Ideas for Google Summer of Code/Regular expressions in lt-tmxproc

From Apertium
Jump to navigation Jump to search

Gintrowicz and Jassem describe an idea for getting more reuse from translation memories, by extending them with regular expressions.

For example, the sample rule:

Rule 1:
1.  <instance>([0-9]{1,2})[\.]([0-9]{1,2})[\.]([0-9]{2,4})</instance>
2.  <source>([0-9]{1,2})[\.]([0-9]{1,2})[\.]([0-9]{2,4})</source>
3.  <target>([0-9]{1,2})[\/]([0-9]{1,2})[\/]([0-9]{2,4})</target>
4.  <orders>
5.  <order sourceGroup=”1” suffix=”/” />
6.  <order sourceGroup=”2” suffix=”/” />
7.  <order sourceGroup=”3” suffix=”” />
8.  </orders>

takes a Polish date (27.03.2011) and reformats it as an English date (27/03/2011).

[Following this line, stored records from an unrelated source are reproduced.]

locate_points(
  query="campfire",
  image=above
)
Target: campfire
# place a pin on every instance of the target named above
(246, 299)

lttoolbox has support for simple regexes; lt-tmxproc builds on lttoolbox, to build a finite state transducer from TMX files. At present, it includes similar support for similar numbers, by inserting the special symbol <n> in place of the number in the transducer; at runtime, when this symbol is encountered, numbers are copied straight from input to output.

The idea of this project is to extend lt-tmxproc to include the regular expressions support in lttoolbox.

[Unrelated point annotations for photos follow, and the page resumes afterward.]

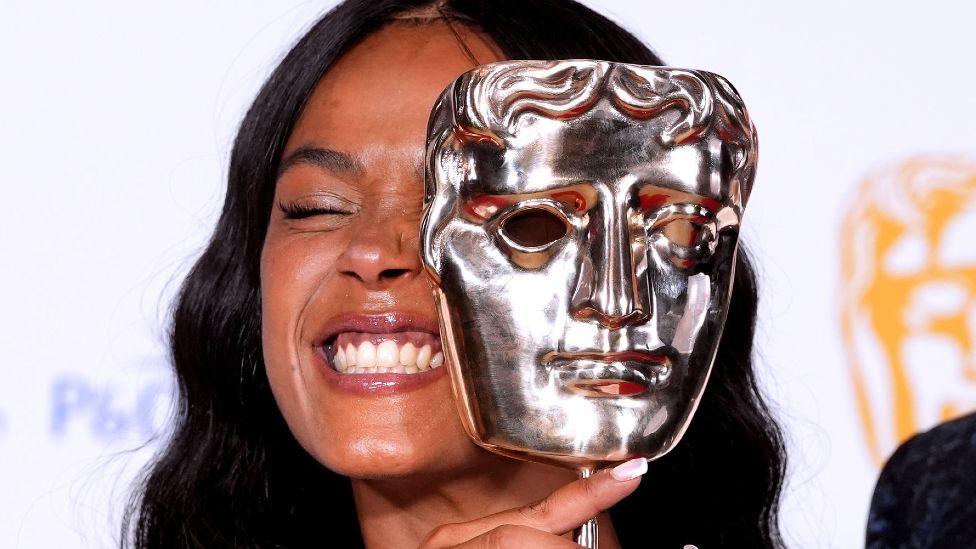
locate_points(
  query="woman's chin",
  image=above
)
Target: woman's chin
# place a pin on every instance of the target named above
(384, 459)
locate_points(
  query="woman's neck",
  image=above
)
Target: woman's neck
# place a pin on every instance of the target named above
(398, 513)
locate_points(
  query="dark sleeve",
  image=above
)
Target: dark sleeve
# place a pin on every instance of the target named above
(888, 519)
(926, 494)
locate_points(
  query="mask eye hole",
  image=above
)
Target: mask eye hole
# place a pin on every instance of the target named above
(534, 228)
(685, 232)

Because regular expressions are used in Apertium's dictionaries already, it would be desirable to reuse the existing dictionary format, so regular expressions can be reused between the translator and translation memories. Instead of rules in the Gintrowicz/Jassem format, we would use complicated dictionary entries: the changes between source and target can be given as <p> elements, or even <pardef>.

The idea is to extend the TMX compiler to take a precompiled set of regex entries. For each <tu>, check if the regex transducers match against the text. If they do, insert the relevant transducer. This would probably only be feasible if entries in the regex "dictionary" are treated like <section> - each entry gets its own transducer, which are unified at runtime. (see fst_processor.cc in lttoolbox).